2. Building Skills and Community Networks Locally Creates Sustainability
The factory we visited in Port-au-Prince is headed by a former development contractor with years of experience in Haiti and a keen understanding of the value of staff training. He recruits workers from local impoverished neighborhoods who are unemployed but motivated to work, and from the nearby technical college, which provides a steady flow of interns. These workers receive more than just training on the use and maintenance of the factory machinery. Armed with business, marketing and accounting skills, the workers become empowered to manage their own finances and operate successfully in a competitive business environment.
3. Developing a Market Requires Local Intelligence and Adaptation
Throughout the years, both Lifeline and D&E have learned that to create the necessary buzz to establish interest and demand for stoves in Port-au-Prince, vendors need to harness the power of consistent and repeated messaging, in the same place over a short period of time. The introduction of the TapTap truck, with its signature tune and routine, has successfully increased demand and sales for FES in the communities it circulates one week at a time.

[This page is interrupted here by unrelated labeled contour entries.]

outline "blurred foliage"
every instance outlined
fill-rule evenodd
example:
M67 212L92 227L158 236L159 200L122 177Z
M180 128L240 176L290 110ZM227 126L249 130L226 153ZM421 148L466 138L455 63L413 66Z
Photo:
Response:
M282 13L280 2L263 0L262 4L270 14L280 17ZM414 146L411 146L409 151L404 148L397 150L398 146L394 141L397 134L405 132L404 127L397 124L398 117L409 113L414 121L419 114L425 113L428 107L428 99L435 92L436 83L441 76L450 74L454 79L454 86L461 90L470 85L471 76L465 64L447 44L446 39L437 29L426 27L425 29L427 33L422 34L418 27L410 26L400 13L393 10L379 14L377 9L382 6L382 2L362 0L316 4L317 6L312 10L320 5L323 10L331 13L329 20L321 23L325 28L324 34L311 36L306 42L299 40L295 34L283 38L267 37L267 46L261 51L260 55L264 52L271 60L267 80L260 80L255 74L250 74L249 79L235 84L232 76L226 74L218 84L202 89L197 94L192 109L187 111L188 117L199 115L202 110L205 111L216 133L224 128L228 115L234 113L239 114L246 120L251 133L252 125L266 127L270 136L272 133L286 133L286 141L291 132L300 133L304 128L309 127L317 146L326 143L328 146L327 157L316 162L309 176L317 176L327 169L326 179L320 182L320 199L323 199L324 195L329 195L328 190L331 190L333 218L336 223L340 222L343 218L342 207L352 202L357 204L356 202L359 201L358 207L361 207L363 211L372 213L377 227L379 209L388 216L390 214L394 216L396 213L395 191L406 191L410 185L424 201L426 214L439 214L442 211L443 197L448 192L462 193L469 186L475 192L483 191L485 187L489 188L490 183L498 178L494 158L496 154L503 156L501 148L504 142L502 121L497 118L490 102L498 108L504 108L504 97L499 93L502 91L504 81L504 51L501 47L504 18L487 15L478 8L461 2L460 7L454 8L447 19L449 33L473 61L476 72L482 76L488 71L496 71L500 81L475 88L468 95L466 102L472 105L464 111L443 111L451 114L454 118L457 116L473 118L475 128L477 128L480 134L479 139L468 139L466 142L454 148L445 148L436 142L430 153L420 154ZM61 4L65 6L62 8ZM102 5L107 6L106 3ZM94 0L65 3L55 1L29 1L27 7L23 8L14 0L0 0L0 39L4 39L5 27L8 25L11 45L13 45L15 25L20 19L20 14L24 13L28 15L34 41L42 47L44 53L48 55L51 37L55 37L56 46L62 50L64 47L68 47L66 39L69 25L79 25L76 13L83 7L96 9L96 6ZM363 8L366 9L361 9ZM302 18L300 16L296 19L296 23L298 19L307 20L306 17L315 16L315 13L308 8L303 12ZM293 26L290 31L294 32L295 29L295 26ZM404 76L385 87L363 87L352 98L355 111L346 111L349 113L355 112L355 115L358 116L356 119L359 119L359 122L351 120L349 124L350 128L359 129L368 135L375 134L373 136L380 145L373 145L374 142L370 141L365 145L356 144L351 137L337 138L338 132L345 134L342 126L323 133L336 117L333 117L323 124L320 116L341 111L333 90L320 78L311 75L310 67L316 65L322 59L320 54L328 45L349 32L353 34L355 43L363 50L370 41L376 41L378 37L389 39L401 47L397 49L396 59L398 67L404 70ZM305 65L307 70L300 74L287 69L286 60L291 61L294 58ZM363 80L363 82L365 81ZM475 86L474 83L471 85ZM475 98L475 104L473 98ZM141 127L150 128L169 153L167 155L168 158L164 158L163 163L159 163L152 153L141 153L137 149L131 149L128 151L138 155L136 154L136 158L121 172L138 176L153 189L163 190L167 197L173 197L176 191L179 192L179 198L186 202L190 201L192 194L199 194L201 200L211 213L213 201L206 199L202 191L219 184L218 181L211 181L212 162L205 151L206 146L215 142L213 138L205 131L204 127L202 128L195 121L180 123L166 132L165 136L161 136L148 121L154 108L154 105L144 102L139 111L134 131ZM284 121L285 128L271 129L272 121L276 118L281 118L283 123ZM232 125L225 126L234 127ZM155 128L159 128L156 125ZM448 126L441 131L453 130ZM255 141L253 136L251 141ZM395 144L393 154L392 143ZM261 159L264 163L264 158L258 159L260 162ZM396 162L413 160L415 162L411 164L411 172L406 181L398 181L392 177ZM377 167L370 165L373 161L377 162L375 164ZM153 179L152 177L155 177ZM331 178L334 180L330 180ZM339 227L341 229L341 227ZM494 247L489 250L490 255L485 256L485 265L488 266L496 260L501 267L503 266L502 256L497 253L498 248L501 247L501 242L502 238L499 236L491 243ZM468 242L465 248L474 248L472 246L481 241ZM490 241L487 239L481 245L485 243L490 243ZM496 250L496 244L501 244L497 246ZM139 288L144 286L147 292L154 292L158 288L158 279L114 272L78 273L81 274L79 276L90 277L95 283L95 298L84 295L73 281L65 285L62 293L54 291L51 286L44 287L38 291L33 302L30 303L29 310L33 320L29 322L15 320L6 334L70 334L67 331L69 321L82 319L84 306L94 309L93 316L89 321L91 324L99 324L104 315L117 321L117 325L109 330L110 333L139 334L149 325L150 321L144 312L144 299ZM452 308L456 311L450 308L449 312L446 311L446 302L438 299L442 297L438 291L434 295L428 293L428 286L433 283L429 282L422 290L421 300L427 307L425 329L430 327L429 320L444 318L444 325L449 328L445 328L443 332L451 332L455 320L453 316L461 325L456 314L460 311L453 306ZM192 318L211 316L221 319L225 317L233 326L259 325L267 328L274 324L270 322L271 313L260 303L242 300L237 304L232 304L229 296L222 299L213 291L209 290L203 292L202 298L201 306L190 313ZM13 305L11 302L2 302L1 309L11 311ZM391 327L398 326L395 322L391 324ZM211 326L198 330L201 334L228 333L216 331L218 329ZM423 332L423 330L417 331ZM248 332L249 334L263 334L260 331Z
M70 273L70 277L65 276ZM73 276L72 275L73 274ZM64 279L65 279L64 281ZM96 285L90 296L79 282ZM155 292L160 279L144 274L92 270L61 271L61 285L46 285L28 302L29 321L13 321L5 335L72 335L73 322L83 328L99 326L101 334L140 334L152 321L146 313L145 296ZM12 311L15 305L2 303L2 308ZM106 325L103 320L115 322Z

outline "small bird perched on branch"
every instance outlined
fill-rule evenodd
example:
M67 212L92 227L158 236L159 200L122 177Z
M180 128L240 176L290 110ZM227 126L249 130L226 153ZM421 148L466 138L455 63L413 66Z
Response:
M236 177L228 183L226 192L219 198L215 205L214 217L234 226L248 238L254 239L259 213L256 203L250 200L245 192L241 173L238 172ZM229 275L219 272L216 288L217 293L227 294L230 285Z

4. Empowering Women in Business Enterprises Requires a Nuanced Understanding of Gender Dynamics
Trying to break down the barriers of gender norms in Haiti presents many challenges, but also creates fresh opportunities to empower women in newly established value chains. Originally, the team tried to get women alongside men involved in the production of cookstoves, but they soon realized that women in Haiti considered any form of metalwork to be a man’s role, and did not want to participate. Instead, the team put women in managerial roles, where they could gain practical business training and skills. Interestingly, the country’s underlying gender dynamics helped empower women to be at the forefront of the stove market in Haiti. “By building women as leaders in the community using clean cookstoves as a vehicle, we were able to create change without imposing our will,” said Lifeline Senior Program Manager Christine Roy.
It’s not easy for an NGO to do these things – it requires a certain appetite for risk. But by combining development thinking with the resources and energy of local entrepreneurs, NGOs can create an environment that encourages communities to take responsibility and strengthen their capacities, which will lead to communities creating their own sustainable future.
The path to sustainable development in the poorest countries needs to look more and more like a series of well-crafted business deals utilizing business metrics. Going forward, Lifeline will continue to invest and joint venture with the most promising local entrepreneurs from whom we can learn and who are willing to take risks with us in a market developer role. We encourage others to explore similar entrepreneurial partnerships and ventures.
Wayne L. Firestone is the CEO of International Lifeline Fund and a Kogod Entrepreneur Fellow at American University Business School.